Though it is premature to pinpoint the cause of the unusual riots triggered by the fatal accident, S Iswaran, Second Minister for Home Affairs, said it was "plausible that alcohol consumption was a contributory factor", according to The Straits Times.

He said the details of the ban, such as for what period of time it would apply and the geographical area it would cover, remain to be worked out.

Lui Tuck Yew, Transport Minister and member of parliament from the district, said he wanted a ban on the sale and consumption of alcohol for some time in view of the recent proliferation of liquor licences in the area.

Lim, the driver, also known as Ah Huat, was attacked by the mob who threw stones at him. The 55-year-old driver sustained injuries to his head, neck, back, arms and legs, his daughter told the Singapore daily.

He was arrested for negligent driving, but is reportedly out on bail. He has undergone surgery for the neck injury.

The driver ferried the workers from their dormitories in the Jurong industrial estate to Little India and back.

As many as 27 South Asian workers, including 24 Indians, were arrested for the alleged rioting. Prime Minister Lee Hsien Loong has ordered a probe into the riots, the worst in over 40 years.

"I have directed the Ministry of Home Affairs to convene a Committee of Inquiry (COI) to look into this serious incident. The COI will look into the factors that led to the incident and how the incident was handled on the ground," Lee said in a statement.

Widening Inequality

The influx of foreign workers, who now constitute about a third of the total workforce, has led to widening inequality in the country as measured by the Gini coefficient which rose by 0.005 between 2011 and 2012, according to the statistics department.

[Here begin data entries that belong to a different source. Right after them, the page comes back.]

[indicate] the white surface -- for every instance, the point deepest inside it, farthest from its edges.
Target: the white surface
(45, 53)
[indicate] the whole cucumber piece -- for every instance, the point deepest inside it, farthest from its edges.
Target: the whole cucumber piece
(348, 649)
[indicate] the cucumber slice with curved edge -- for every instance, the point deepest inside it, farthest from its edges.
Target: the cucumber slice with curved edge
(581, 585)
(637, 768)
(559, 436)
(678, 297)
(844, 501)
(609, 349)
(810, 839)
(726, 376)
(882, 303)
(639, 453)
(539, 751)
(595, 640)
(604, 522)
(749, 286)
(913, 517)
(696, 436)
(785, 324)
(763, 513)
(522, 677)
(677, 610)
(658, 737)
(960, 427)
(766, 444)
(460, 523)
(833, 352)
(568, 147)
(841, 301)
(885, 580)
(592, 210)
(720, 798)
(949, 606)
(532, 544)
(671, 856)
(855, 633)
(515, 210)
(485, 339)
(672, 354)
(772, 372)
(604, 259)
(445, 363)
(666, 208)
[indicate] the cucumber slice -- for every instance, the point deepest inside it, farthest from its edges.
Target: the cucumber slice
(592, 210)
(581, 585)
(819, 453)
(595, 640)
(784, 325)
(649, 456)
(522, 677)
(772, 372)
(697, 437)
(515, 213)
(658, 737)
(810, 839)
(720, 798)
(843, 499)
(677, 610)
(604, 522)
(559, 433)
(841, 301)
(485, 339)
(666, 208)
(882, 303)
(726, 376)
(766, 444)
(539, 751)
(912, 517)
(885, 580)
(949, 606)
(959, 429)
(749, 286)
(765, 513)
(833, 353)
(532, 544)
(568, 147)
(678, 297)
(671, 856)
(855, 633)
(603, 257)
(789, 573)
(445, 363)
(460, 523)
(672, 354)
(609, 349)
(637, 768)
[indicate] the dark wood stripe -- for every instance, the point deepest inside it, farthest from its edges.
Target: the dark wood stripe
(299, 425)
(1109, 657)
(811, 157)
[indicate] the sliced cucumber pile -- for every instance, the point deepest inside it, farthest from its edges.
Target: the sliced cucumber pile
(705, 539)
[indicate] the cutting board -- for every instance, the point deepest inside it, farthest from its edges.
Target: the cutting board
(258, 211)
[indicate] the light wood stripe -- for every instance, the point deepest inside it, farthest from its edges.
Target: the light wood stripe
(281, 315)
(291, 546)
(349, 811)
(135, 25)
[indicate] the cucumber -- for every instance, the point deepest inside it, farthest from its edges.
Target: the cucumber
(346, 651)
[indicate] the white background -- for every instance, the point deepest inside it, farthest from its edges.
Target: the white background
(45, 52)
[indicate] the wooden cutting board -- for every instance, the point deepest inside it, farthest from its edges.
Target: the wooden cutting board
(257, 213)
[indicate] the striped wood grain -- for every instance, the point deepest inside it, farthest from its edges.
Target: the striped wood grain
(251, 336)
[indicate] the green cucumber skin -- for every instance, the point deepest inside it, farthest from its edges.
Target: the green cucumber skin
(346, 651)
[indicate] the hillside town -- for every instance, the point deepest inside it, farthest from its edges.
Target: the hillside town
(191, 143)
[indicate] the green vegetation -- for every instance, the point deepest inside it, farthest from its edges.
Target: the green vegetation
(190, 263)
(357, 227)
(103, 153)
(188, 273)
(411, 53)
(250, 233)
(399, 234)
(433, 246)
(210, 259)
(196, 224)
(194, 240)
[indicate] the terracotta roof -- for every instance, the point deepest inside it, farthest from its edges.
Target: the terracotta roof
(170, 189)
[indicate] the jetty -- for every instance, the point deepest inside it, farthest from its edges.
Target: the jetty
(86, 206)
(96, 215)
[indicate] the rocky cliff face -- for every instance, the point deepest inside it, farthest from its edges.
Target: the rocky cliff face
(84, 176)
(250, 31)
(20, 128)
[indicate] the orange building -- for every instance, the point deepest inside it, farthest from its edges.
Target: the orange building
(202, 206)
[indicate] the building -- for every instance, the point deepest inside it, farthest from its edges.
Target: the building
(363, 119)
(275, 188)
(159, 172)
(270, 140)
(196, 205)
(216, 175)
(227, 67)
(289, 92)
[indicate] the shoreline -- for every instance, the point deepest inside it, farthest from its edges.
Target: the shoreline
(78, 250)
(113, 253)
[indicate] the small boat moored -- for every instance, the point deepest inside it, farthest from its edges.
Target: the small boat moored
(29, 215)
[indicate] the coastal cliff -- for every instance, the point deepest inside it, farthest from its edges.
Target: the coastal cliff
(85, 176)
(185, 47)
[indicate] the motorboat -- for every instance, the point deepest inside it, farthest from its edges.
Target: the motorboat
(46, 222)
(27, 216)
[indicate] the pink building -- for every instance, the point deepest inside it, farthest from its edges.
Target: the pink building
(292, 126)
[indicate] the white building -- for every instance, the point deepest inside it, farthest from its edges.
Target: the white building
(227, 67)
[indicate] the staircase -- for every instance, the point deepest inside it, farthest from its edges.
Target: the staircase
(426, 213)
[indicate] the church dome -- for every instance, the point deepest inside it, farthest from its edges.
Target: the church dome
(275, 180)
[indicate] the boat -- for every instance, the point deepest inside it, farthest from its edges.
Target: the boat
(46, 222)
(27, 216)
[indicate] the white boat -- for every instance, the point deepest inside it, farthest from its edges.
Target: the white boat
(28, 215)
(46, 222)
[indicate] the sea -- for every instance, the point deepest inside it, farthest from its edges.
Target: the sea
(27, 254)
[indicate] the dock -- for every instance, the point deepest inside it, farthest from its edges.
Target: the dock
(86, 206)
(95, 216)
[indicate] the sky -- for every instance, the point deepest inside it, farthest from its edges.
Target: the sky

The National Wages Council had recommended raising the pay of low-wage Singaporean workers in 2012, in view of the widening income disparity in the past decade.

In February this year, the government announced that companies must pay higher levies for lower-skilled foreign employees over the next two years in an effort to scale down the import of foreign labour, while permits for overseas labour were tapered down in some industries.